Jeremy Clarke Jeremy Clarke

Jeremy Clarke: Despite the rioting and suicides, there’s nowhere quite like Dartmoor

Into the stony wilderness. (Image: Fox Photos/Hulton Archive) 
issue 27 July 2013

‘How was your journey?’ I said. In summer, the place next door is let to visitors on a weekly basis. We share a driveway, and I generally get to meet whoever comes to stay. Last week’s visitors were German. The father and the two teenage boys were tall, gangling and mild. I met them soon after they had arrived and were unpacking the car. Silent, gnomic presences in the background, the sons continued dutifully with the unloading, leaving it to their parents to interact with the inquisitive natives.

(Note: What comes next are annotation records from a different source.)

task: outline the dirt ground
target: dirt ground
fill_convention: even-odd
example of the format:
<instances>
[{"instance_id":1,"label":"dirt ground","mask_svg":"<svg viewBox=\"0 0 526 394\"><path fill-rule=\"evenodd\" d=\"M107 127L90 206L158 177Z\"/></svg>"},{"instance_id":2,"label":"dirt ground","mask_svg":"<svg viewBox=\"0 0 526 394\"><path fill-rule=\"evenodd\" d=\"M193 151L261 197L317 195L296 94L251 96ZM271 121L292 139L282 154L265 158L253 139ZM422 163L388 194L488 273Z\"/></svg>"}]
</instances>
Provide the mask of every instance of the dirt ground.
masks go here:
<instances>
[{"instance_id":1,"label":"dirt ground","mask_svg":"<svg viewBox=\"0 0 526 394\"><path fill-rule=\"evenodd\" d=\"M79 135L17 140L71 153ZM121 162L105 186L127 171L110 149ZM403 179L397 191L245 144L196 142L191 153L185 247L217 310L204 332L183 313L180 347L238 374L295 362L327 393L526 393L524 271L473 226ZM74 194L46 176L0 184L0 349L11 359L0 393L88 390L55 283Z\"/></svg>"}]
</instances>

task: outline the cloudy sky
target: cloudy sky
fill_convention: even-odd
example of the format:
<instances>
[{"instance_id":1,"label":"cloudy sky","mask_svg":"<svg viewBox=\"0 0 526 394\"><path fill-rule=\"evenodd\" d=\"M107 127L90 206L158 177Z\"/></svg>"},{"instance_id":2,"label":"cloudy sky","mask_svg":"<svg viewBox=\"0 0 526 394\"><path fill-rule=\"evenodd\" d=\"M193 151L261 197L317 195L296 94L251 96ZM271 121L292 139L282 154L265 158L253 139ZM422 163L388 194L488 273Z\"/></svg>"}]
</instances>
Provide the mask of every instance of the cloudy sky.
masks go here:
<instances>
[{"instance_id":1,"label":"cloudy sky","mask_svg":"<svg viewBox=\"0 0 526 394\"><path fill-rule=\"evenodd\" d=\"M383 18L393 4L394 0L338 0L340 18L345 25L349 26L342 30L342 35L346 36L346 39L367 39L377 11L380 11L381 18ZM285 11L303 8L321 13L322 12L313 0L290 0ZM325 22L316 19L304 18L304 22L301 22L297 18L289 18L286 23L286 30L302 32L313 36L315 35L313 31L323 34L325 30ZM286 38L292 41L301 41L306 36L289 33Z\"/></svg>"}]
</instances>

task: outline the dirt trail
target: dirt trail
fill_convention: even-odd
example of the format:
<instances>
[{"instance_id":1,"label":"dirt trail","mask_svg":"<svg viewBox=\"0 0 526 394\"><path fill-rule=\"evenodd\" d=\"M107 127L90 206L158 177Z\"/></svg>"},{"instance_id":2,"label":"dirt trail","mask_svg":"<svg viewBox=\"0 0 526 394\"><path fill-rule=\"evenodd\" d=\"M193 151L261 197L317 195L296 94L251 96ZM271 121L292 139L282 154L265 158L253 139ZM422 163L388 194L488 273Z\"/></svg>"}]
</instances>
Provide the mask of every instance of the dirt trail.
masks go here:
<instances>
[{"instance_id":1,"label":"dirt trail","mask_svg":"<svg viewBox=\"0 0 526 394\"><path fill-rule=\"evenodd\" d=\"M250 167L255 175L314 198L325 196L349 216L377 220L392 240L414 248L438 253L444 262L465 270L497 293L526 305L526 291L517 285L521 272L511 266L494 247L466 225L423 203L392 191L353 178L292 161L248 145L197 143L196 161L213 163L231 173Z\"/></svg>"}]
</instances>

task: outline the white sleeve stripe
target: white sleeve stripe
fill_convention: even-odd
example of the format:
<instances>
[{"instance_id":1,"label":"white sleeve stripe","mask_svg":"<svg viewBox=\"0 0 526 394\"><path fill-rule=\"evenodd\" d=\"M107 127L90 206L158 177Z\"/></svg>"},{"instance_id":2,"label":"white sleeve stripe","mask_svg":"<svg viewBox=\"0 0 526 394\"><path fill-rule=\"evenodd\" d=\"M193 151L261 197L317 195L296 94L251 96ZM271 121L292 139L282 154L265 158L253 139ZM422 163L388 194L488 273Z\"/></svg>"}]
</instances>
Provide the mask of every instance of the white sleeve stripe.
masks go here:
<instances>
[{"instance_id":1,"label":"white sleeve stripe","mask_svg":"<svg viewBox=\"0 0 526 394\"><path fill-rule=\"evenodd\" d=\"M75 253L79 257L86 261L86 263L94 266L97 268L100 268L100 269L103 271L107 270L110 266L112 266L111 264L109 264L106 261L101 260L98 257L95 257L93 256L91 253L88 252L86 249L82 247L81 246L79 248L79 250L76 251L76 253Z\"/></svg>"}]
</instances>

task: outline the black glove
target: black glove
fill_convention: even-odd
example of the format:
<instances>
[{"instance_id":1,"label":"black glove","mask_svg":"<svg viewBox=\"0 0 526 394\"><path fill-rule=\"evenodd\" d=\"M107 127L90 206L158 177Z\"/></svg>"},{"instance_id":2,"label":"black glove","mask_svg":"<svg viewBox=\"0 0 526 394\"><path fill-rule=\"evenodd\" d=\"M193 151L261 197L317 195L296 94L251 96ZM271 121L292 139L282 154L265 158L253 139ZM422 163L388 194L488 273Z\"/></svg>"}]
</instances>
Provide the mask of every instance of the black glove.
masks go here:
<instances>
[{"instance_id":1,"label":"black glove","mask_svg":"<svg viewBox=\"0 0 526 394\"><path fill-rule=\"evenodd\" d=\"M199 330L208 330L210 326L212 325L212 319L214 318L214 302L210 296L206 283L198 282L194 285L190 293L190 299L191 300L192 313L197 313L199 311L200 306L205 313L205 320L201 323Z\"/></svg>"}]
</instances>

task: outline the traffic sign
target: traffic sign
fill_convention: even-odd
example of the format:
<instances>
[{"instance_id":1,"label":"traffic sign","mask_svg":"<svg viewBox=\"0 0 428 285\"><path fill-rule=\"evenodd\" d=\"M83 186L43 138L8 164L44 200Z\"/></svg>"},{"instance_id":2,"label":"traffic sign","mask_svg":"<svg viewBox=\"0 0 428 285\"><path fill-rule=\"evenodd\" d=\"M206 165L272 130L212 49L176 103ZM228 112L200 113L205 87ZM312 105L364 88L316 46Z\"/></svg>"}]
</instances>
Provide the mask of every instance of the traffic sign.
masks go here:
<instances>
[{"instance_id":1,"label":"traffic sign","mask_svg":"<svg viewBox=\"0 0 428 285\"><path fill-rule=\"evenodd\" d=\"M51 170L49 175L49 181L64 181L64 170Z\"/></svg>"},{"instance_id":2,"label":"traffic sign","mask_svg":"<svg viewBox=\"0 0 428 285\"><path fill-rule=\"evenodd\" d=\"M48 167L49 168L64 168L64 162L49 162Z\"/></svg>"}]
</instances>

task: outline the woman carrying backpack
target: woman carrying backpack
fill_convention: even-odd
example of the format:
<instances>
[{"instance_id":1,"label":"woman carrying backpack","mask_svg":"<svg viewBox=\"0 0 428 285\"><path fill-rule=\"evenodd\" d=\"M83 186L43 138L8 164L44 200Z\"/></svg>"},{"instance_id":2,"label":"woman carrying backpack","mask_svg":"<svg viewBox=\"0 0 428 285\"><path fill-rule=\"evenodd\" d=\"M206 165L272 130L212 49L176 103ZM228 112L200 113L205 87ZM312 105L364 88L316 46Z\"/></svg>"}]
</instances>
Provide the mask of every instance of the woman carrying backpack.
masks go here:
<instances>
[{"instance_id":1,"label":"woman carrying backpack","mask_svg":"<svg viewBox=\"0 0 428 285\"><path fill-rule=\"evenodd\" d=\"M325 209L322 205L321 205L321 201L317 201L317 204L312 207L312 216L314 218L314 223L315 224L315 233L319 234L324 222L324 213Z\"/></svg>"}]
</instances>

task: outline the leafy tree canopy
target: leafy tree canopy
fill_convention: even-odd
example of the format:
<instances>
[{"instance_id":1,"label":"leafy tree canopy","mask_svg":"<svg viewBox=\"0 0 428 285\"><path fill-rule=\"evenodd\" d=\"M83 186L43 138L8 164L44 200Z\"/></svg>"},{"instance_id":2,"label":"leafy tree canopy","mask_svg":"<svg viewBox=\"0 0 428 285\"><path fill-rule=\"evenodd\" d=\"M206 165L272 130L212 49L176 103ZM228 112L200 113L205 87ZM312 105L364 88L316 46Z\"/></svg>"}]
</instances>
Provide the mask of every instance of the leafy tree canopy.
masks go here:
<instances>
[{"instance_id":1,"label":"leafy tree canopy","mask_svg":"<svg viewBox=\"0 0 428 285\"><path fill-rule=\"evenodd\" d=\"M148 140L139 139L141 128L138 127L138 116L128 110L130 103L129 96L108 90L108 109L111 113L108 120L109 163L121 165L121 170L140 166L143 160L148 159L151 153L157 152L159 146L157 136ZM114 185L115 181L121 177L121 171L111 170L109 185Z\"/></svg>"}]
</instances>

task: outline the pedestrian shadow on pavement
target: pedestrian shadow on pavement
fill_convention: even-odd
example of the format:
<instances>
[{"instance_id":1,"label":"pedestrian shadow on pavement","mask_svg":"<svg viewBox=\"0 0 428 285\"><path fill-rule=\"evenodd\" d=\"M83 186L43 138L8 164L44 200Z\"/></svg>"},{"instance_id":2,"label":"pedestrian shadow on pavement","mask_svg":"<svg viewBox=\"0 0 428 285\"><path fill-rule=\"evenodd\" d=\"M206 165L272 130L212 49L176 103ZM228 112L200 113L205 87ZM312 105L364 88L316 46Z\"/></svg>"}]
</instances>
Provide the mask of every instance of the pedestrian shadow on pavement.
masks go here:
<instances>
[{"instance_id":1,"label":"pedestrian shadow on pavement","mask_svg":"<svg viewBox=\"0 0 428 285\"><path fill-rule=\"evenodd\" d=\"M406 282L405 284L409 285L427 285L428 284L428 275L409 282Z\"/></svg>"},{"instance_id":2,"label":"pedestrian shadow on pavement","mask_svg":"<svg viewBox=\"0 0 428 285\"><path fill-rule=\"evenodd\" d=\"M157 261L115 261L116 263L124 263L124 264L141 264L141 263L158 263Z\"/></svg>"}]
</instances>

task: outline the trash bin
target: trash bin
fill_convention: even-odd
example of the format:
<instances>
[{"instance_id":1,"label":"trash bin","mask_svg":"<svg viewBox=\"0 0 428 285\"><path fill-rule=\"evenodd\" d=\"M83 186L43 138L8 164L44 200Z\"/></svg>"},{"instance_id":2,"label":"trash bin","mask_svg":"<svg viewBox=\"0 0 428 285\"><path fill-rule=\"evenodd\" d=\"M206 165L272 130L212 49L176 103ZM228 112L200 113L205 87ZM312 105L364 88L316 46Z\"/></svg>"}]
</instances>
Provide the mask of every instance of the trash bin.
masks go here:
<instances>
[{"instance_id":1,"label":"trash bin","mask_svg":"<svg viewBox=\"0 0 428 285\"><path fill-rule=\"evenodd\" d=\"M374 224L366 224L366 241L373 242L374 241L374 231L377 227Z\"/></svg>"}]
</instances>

They’d driven from Germany, said the Dad. Motoring across Belgium and France was easy. From Dover to Devon was less so. It was an ordeal, frankly. Not the least of their trouble was that somebody had chosen to commit suicide by throwing themselves from a motorway bridge and they’d been stuck in the resulting jam for hours.

A few days later I encountered them again in the driveway as they unpacked the car after a day on the beach. They seemed dazed, perhaps by the blistering heat. ‘How are you getting on?’ I said. The narrowness of the country lanes was testing his courage, admitted the Dad. The beaches were very nice, though, interpolated the Mum, and the scenery was oh so nice. ‘But the people are a little crazy, no?’

She explained that last evening the family was enjoying a quiet meal in a pub when a mass brawl had erupted at the bar. ‘We thought the pub looked so nice, so quiet, and we were eating our fish and chips and suddenly everybody was fighting and throwing chairs,’ she said. Then the police came. The situation after that she described as ‘very police’. The policewoman who took a statement from them was ‘so nice, so beautiful’.